Elaborating, Whitney said, “The Chamber can be way up one day, as we were with last year’s Tree Farm celebration, and down the next, as we are now that we’re almost broke. We ought to do something about it.”
“There’s no question in my mind that the Chamber is not functioning as it should,” William France Jr., CofC president, observed candidly, “but who appoints a ‘steering committee’? The president? The Board?
“Why appoint a ‘steering committee’ when we already have a board?” Art Furnia asked in answering the question with a question.
Whereupon direct reference was made to a front page editorial in The Vidette two weeks ago, then consideration of such a committee was urged. And Bob Backstrom countered by stating, “I think we’re doing a hell of a lot in promoting our town. What’s wrong? I don’t get the point.
25 years ago
April 16, 1992
Plans for a freeway rest stop at Montesano’s abandoned sewage treatment plant are still alive, Chamber of Commerce members were told this week.
Chamber rest stop point man Stephen Redman presented a petition which he said had about 150 signatures from people in the downtown business core who supported it. He said he came “to find out what direction you’re going if any” on the project.
Several councilmembers made their doubts or opposition to the plan a matter of public record several weeks ago, bringing about the Chamber response.
Montesano Mayor A.L. “Jack” Frost said he would not support the project if the city has to pay. “If it doesn’t cost the city a dime, I’m all for it.”
Chris Pickering, owner of Pick Rite Thriftway, next door to the proposed rest stop site, reminded the mayor of the financing plan which had been proposed in which the city would borrow the money to build the rest stop and then get the money back over a number of years by leasing it to the state. Pickering and City Attorney Dan Glenn had different interpretations of the exact nature of the financing plan the state floated at a meeting in Olympia several months ago.
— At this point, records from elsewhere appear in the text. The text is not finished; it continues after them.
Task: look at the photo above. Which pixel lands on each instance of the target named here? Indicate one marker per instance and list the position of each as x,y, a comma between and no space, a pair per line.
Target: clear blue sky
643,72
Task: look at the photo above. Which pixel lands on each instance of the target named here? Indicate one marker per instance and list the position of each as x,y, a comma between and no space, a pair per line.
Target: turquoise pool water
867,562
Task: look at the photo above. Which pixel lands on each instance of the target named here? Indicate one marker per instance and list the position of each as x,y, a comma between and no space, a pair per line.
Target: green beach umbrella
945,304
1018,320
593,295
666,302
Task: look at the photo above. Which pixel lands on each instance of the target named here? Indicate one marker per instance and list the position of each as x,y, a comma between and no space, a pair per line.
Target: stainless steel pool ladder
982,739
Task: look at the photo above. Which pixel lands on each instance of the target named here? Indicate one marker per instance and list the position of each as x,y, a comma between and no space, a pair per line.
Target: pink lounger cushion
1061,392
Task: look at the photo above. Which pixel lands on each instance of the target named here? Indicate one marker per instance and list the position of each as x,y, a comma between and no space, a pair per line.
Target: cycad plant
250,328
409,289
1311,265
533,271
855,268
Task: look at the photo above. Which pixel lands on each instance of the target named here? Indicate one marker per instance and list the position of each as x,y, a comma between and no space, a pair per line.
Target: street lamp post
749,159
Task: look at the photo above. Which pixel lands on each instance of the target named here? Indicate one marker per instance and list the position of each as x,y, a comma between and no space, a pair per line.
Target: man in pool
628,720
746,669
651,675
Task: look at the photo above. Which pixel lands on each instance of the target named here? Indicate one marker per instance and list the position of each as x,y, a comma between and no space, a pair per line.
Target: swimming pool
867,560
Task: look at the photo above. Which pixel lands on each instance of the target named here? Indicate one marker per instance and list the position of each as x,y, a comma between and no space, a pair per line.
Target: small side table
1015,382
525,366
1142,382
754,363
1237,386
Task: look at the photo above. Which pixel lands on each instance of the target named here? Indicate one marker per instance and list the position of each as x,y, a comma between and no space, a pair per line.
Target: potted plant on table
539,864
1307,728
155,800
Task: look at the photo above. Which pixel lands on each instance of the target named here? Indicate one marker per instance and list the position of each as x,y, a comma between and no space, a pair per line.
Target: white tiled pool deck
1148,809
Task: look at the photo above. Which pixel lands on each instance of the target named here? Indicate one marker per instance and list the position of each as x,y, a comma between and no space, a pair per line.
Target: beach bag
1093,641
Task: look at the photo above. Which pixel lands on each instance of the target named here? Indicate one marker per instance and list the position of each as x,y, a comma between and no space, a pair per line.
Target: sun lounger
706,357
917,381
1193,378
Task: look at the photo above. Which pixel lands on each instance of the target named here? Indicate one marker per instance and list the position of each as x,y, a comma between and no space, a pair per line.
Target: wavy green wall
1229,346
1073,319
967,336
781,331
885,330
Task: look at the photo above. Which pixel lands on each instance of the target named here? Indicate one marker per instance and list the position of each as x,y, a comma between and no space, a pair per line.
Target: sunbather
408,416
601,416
Redman told the council that County Commissioner Bill Pine phoned the Department of Transportation and found they are awaiting work from the city. DOT has said it will contribute $5,000 to a feasibility study. It has made the same offer to the city of Elma, where financial interest have taken an interest in Montesano’s plans.
“We’re interested in having something other than a sewage treatment plant welcoming people to Montesano,” said Redman. Ideally, the Chamber would like to see a visitor information center and space for a chamber office combined with the rest stop.
10 years ago
April 19, 2007
As Grays Harbor County commissioners mull input from folks at a public hearing April 10 on the emergency McCleary building moratorium—and a lot of other information on the issue—at least one piece of very good news has come to light.
The state Department of Health has announced that the Environmental Protection Agency will give them about $120,000 to hire consultants of “perhaps national stature” to study McCleary’s situation, said City Administrator Busse Nutley. It will be a “case study,” Nutley said, one that can be used for other areas, as well.
The general idea, she said, is that the grant will go to Evergreen Rural Water of Washington to prepare a “guidance document,” which would look at any questions “the community, the county, the city, experts” might have on an aquifer like McCleary’s, then offer options and possible solutions.
The study won’t involve drilling holes in the ground, though, pointed out David Jennings, Department of Health Source Water Protection program manager. Instead, it will be “looking at our land-use practices and other types of planning and mitigation measures to protect drinking water supplies for the rural residents and small rural communities,” he said.